E a terceira, meu cérebro prestes a explodir.

- Alessa! - Lindsey exclamou baixo, abrindo a porta com cuidado - Você demorou!

Balancei a cabeça em afirmativa, sem paciência ou vontade de responder melhor. Tudo em que eu conseguia pensar era no fato de que o tempo no cronômetro continuava diminuindo.

- Tréville... está a postos? - perguntei, massageando minhas têmporas.

- Aham. - murmurou simplesmente, observando meu caminhar cambaleante - Você... acha que já está fazendo efeito?

Por cima da dor, sorri, sarcástica.

- Certamente... - grunhi, perdendo o equilíbrio.

Não demoraram dois segundos para que eu estivesse no chão, em mais do que uma atuação. Lindsey, sem saber o que fazer, apenas seguiu com o plano e começou a gritar.

Logo antes de minha visão escurecer, pensei que a hora havia chegado.

×××

Meus olhos se abriram em um local mais sombrio que minha própria mente tumultuada. O chão duro e acarpetado sugeria que ainda estávamos na casa, no entanto.

Virei a cabeça para cima e me deparei com... duas Lindseys. Pisquei repetidamente, mas continuei enxergando em dobro.

- Lin... - murmurei, chamando sua atenção.

Seu rosto estava aflito e avermelhado, como se estivesse com pressa. O escritório de Luigi, local no qual estávamos, permanecia com a porta aberta. Pude avistar alguns vultos no corredor.
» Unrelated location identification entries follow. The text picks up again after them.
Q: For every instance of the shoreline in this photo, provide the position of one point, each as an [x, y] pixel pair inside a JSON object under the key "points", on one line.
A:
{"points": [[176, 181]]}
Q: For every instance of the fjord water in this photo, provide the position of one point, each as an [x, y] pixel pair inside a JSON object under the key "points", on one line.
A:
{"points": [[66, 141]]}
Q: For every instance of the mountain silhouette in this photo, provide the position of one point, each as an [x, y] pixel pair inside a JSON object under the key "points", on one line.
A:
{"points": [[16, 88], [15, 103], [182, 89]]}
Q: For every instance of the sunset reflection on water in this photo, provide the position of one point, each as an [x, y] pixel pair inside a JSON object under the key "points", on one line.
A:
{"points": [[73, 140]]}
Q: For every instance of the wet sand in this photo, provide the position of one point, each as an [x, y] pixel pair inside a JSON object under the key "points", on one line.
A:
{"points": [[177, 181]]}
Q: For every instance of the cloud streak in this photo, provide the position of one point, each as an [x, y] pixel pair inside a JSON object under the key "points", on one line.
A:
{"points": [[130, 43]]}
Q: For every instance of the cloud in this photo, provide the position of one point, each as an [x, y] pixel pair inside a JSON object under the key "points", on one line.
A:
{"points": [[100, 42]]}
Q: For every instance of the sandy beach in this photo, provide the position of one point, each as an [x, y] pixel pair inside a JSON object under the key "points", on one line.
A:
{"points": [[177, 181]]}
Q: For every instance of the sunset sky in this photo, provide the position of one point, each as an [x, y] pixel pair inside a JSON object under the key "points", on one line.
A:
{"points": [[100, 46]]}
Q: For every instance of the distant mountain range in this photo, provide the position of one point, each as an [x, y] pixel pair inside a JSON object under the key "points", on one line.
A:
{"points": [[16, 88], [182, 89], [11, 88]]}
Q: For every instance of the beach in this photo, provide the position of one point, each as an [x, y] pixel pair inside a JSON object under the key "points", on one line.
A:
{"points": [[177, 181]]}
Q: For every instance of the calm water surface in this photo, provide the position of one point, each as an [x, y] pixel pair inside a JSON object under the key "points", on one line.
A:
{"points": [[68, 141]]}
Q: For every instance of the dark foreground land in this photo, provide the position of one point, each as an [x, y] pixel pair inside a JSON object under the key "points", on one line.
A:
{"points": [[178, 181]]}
- Eles não chegaram. Estão atrasados. - sussurrou, referindo-se a Ônix e à própria chefe.

Embora sua boca estivesse próxima do meu ouvido, sua voz soava distante, como se vinda de uma caverna.

- Então... erramos? - perguntei, sem ter muito controle sobre minha língua.

Ela franziu as sobrancelhas e se levantou, repentina.

- Não enquanto eu estiver aqui... - ouvi, simplesmente, antes que se afastasse correndo.

Fiquei deitada no chão, sem conseguir entender o que estava acontecendo ou raciocinar o que fazer. Eu só sabia que precisava do que estava naquela porta lateral e discreta, à esquerda de minha cabeça, e que deveria ter alguém pegando as provas. Mas não havia ninguém, nem sequer uma sombra.

Esperei por mais alguns minutos, até que os vultos no corredor começaram a circular com cada vez menos frequência. O relógio batendo em minha mente obrigou-me a levantar, mesmo que tremulamente.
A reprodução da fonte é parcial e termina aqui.